Deputado do PP afirma ter recebido R$ 850 mil da JBS

Jerônimo Goergen e mais três deputados gaúchos foram citados em delações de executivos da empresa
Deputado afirma ter recebido valor durante campanha de 2014 / Divulgação/PP-RS Deputado afirma ter recebido valor durante campanha de 2014 Divulgação/PP-RS

Os deputados Alceu Moreira, do PMDB, Onyx Lorenzoni do DEM, Jerônimo Goergen, do PP, e o ex-deputado e ex-tesoureiro do PT, Paulo Ferreira, foram citados pela JBS por terem supostamente recebido propina da empresa. A delação foi feita pelo dono da JBS, Joesley Batista e pelo executivo Ricardo Saud. Em entrevista a Rádio Bandeirantes, o deputado federal do PP, Jerônimo Goergen, admite ter recebido dinheiro da empresa, mas alega que tudo ocorreu dentro da lei.

 

“Eu sempre recebi apoio da empresa JBS porque fui assessor do ministro Moraes, no Ministério da Agricultura e ele foi diretor da JBS. Para mim, ele sempre procurou dar um apoio dentro da lei. Eu recebi em todas as minhas campanhas R$ 100 mil que vinham dentro da lei”, afirma Goergen.

 

O deputado ainda contou que na campanha de 2014 foi efetuado um repasse maior do que o de costume para surpresa dos membros do PP. Jerônimo afirma ter recebido da JBS via Partido Progressista um total de R$ 850 mil parcelados em 3 vezes durante a campanha de 2014.

 

“Eu sempre recebia R$ 100 mil por um contrato meu, mas na última eleição foi o partido nacional que nos repassou. Ele pegar dinheiro na JBS para me entregar não é verdade.
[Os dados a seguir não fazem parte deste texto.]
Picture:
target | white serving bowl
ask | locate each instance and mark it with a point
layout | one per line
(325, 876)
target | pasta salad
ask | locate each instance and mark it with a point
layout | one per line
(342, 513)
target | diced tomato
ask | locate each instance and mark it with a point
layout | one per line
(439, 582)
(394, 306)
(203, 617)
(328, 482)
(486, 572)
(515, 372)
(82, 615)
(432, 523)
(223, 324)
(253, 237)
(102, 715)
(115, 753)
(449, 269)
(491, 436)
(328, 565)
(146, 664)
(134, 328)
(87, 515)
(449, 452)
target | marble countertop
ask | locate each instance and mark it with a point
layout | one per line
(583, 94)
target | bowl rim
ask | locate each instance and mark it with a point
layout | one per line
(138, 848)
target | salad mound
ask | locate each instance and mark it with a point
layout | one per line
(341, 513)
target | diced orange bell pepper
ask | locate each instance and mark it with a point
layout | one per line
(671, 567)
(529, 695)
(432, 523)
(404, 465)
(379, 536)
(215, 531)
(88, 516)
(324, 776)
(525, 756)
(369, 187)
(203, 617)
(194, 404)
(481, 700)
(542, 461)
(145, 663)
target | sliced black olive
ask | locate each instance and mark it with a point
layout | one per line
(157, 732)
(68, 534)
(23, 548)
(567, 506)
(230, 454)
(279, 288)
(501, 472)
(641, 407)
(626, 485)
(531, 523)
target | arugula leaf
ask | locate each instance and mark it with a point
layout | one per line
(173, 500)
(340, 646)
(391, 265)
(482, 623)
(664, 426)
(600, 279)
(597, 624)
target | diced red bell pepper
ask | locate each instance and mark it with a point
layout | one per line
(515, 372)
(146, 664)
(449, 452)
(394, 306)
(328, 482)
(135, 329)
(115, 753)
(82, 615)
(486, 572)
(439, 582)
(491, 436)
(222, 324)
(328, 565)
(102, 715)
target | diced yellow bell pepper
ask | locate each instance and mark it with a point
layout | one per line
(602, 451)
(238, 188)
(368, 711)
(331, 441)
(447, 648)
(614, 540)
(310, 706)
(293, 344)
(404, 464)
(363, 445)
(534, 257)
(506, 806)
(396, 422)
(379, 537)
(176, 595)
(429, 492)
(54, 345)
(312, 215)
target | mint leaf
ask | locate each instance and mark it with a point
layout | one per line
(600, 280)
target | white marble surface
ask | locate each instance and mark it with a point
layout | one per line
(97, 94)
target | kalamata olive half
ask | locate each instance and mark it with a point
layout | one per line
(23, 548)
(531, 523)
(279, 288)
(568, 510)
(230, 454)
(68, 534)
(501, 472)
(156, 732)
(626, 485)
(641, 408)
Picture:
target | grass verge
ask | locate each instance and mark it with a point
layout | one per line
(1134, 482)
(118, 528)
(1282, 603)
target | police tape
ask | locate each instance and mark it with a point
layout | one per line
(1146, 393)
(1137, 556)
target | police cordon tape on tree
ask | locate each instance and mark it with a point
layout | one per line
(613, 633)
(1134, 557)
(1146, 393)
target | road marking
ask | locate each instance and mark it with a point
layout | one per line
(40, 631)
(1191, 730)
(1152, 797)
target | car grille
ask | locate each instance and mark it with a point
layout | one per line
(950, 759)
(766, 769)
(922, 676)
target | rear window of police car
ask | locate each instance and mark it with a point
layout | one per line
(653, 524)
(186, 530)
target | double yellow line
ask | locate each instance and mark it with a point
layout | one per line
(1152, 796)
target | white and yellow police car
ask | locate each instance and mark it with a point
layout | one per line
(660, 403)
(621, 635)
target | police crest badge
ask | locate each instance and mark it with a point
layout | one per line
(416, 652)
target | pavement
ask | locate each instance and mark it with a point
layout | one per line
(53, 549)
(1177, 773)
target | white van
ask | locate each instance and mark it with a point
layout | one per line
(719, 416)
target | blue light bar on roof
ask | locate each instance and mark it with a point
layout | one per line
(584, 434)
Não escondo isso porque não tenho como, por ser tudo dentro da lei”, completou o deputado.

 

A reportagem entrou em contato com os deputados Onyx Lorenzoni e Alceu Moreira, mas ambos não atenderam às ligações. O ex-deputado Paulo Ferreira está detido pela Polícia Federal após a Operação Custo Brasil, uma das fases da Operação Lava-Jato.